ユラ、ユラ、と砂を吐き出し続けるバケモノが目の前までやってきたエスティアを睨む。真っ黒な顔から表情は読み取れない。だが、バケモノの感情など興味は無い。
「さて、これでお前を守るものは無い」
『……』
宝剣の切っ先を向ける。この剣も、あと一回ほど振り下ろせば砕けてしまうだろう。傷は無いが、エスティアは何となくわかっていた。はやく、相方の元へ返してくれと言われているような気がする。
『……どうしてなんだ』
「え……?」
バケモノが言葉を発する。それは、喉から出しているというよりは、頭に直接語り掛けてきているようだ。所詮、体に残った記憶を模倣しているだけだ。そうわかっていても、エスティアはその酷く悲し気な声に戸惑う。

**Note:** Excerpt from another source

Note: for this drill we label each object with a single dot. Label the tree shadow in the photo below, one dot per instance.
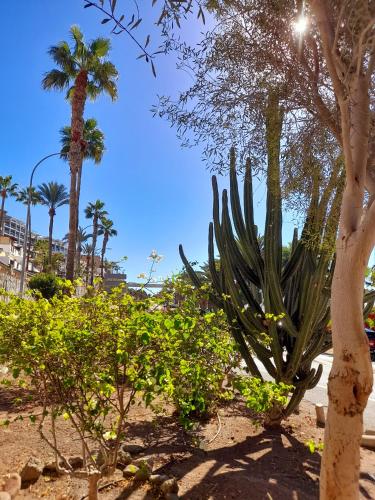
(17, 399)
(270, 465)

『どうしてだ……僕はどこで間違えたんだ? 僕は、ただ、ただ……彼女との家族が欲しかっただけなのに……』
声色とも相まってユラユラと揺れる体はどこか寂し気だ。
『そのために、一から人を創ろうとしたんだ……でも、肉体は作れても“瞳”だけはどうにもならない……初めから盲目と決まっている子どもなんて悲しすぎるだろう。だから僕は……研究を始めた……瞳の……そこで、僕は』
自分の顔を両手で覆っていたソレはゆっくりと手を下ろし、エスティアを見つめる。
『君に出会った。全てを覆す可能性を秘めた幻の“虹色の瞳”を持つ君を……君のおかげだ、君の瞳があったおかげで僕は――世界を壊す方法を編み出せたんだから』
「――っ!」
『もう正常なものは君の片目だけしか残っていないのは残念だが、それでも大丈夫だ』
バケモノがそう言った瞬間、辺りの雰囲気が一変する。ドロドロと空気が重い。まるで、重力が何倍にでもなったかのようにエスティアはその場に片膝をついてしまう。すると、背後で何かが落ちる音がし、咄嗟に振り向けば、氷の床の上でシュティレが倒れていた。
「――シュティレ!」
おそらく、部屋を包み込む濃密な魔力が重力となって襲い掛かってきているのだ。うまく動かない体でエスティアは必死にシュティレへと声をかける。すると、ツラそうな表情でいながらも、彼女は「大丈夫」と答える。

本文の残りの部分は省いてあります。